Juru bicara Kementerian Luar Negeri China Mao Ning menegaskan pentingnya menjaga kondisi regional tetap kondusif.
"Semenanjung yang damai dan stabil serta penyelesaian masalah secara politik adalah kepentingan semua pihak," kata Mao dalam konferensi pers di Beijing, Kamis (26/2).
Pernyataan itu muncul setelah Kim Jong Un, dalam penutupan agenda penting Partai Pekerja Korea pada Rabu, menyampaikan peluang untuk membuka kembali komunikasi dengan Washington.
Namun, tawaran tersebut disertai syarat berat, yakni Amerika Serikat harus menghentikan sikap bermusuhan dan mengakui Korea Utara sebagai negara pemilik senjata nuklir.

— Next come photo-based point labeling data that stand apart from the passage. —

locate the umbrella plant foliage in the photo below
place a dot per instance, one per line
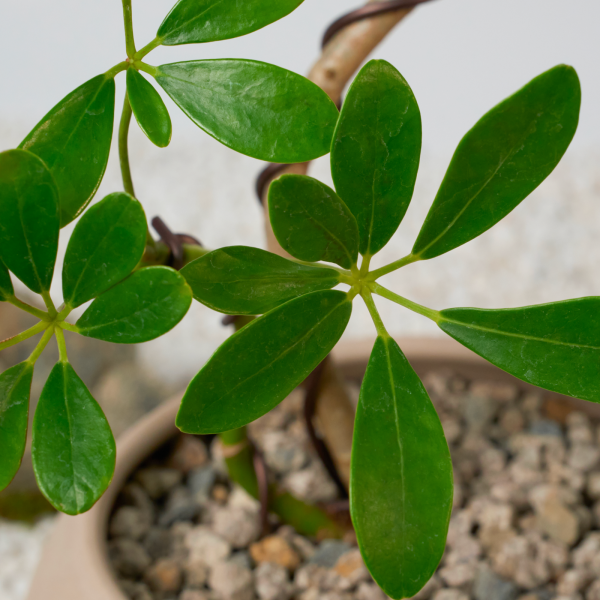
(111, 261)
(401, 484)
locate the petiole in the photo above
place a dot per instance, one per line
(398, 264)
(434, 315)
(24, 335)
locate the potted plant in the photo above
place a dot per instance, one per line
(401, 475)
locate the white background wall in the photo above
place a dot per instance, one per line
(460, 57)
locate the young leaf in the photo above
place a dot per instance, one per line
(255, 108)
(311, 221)
(194, 21)
(375, 152)
(73, 139)
(401, 475)
(29, 218)
(143, 307)
(555, 346)
(149, 109)
(247, 281)
(15, 384)
(73, 448)
(499, 162)
(257, 367)
(106, 245)
(6, 289)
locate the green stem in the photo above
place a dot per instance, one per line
(381, 330)
(434, 315)
(124, 147)
(148, 48)
(36, 312)
(49, 305)
(128, 19)
(62, 346)
(24, 335)
(407, 260)
(122, 66)
(41, 345)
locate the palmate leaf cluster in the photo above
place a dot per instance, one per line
(401, 473)
(256, 108)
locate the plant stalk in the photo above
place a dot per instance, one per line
(24, 335)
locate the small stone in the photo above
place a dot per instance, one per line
(129, 558)
(545, 427)
(369, 591)
(593, 485)
(489, 586)
(232, 581)
(329, 552)
(275, 549)
(272, 582)
(190, 453)
(311, 484)
(158, 481)
(200, 482)
(180, 506)
(220, 493)
(130, 522)
(158, 542)
(206, 546)
(448, 594)
(351, 567)
(136, 590)
(195, 572)
(572, 581)
(164, 576)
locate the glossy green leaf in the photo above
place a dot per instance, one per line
(145, 306)
(375, 152)
(401, 475)
(255, 108)
(555, 346)
(247, 281)
(73, 139)
(149, 109)
(29, 218)
(499, 162)
(6, 289)
(15, 385)
(257, 367)
(106, 245)
(193, 21)
(73, 448)
(311, 221)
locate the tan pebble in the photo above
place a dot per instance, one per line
(277, 550)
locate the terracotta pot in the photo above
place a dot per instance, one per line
(75, 565)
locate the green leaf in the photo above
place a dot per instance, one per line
(29, 218)
(499, 162)
(6, 289)
(149, 109)
(401, 475)
(255, 108)
(247, 281)
(257, 367)
(73, 139)
(375, 152)
(194, 21)
(555, 346)
(73, 448)
(311, 221)
(15, 384)
(145, 306)
(106, 245)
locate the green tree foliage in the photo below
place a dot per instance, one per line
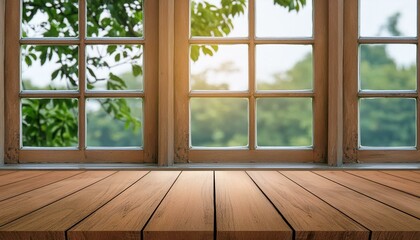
(107, 18)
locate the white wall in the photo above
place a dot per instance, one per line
(2, 19)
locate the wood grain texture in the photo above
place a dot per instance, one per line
(19, 176)
(335, 82)
(33, 200)
(384, 222)
(409, 175)
(243, 212)
(2, 90)
(52, 221)
(400, 200)
(130, 211)
(187, 212)
(310, 217)
(390, 181)
(16, 188)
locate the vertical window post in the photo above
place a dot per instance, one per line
(166, 83)
(335, 79)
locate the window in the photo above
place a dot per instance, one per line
(382, 79)
(84, 81)
(253, 81)
(248, 89)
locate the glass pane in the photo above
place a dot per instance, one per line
(284, 67)
(388, 67)
(219, 67)
(219, 122)
(219, 18)
(114, 18)
(284, 122)
(114, 122)
(49, 67)
(114, 67)
(49, 122)
(283, 18)
(388, 122)
(50, 18)
(386, 18)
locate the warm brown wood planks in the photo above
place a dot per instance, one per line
(125, 216)
(384, 222)
(391, 181)
(52, 221)
(3, 172)
(310, 217)
(19, 176)
(243, 212)
(400, 200)
(405, 174)
(23, 204)
(187, 212)
(16, 188)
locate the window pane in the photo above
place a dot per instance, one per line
(219, 67)
(49, 67)
(281, 19)
(284, 67)
(114, 122)
(385, 18)
(114, 67)
(114, 18)
(219, 122)
(219, 18)
(388, 67)
(284, 122)
(49, 122)
(50, 18)
(388, 122)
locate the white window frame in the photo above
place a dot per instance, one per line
(15, 154)
(318, 153)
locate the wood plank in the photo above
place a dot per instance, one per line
(187, 212)
(390, 181)
(3, 172)
(405, 174)
(243, 212)
(19, 176)
(17, 188)
(33, 200)
(400, 200)
(384, 222)
(130, 211)
(52, 221)
(310, 217)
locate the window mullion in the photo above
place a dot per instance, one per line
(251, 58)
(166, 83)
(418, 78)
(82, 74)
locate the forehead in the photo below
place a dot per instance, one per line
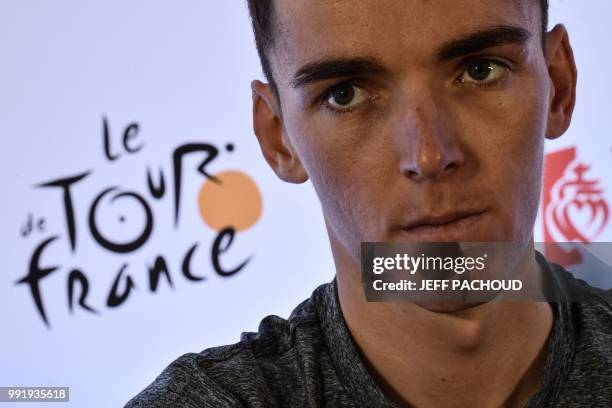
(385, 29)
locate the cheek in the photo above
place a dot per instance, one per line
(347, 171)
(511, 153)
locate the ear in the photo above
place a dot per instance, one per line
(563, 77)
(273, 140)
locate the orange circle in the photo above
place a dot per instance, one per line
(234, 201)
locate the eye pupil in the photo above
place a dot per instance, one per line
(343, 95)
(480, 71)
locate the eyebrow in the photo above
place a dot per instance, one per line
(481, 40)
(336, 68)
(358, 66)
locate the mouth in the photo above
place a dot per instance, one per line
(448, 225)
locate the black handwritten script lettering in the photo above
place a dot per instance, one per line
(126, 279)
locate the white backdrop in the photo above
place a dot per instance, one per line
(173, 75)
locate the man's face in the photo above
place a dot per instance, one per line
(412, 113)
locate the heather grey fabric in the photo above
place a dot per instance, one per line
(310, 360)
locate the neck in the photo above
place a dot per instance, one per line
(492, 354)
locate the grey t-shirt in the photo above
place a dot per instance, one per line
(310, 359)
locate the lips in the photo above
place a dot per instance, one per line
(443, 225)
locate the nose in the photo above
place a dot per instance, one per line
(429, 147)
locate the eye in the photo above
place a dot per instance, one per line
(345, 96)
(483, 72)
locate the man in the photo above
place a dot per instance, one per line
(416, 121)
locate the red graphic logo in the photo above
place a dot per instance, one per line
(574, 206)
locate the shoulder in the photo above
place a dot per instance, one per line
(248, 370)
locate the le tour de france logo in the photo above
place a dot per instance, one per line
(574, 205)
(228, 202)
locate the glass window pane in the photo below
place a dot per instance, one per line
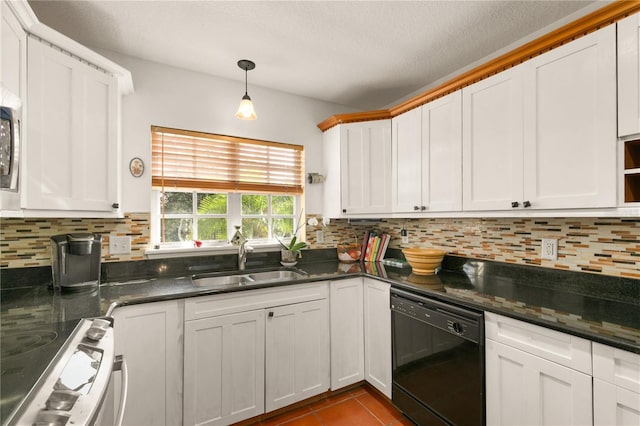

Di sisi lain, sikap Pyongyang masih terkesan ambigu. Dalam laporan kebijakan lima tahun, Kim menegaskan bahwa negaranya tetap "sepenuhnya siap menghadapi konfrontasi dengan AS di masa depan."
Media resmi Korea Utara, KCNA, juga melaporkan bahwa penguatan kekuatan nuklir tetap menjadi bagian utama strategi pertahanan nasional. Hal ini menunjukkan bahwa program nuklir Korut masih dianggap sebagai fondasi keamanan negara dan belum akan dilepas dalam waktu dekat.
Situasi ini terjadi di tengah kesiapan Washington untuk kembali membuka jalur komunikasi dengan Pyongyang sejak Donald Trump menjabat sebagai Presiden Amerika Serikat untuk kedua kalinya.
Meski Trump dan Kim sebelumnya sudah tiga kali bertemu, proses negosiasi soal isu nuklir hingga kini masih berjalan di tempat dan belum menemukan titik temu yang jelas.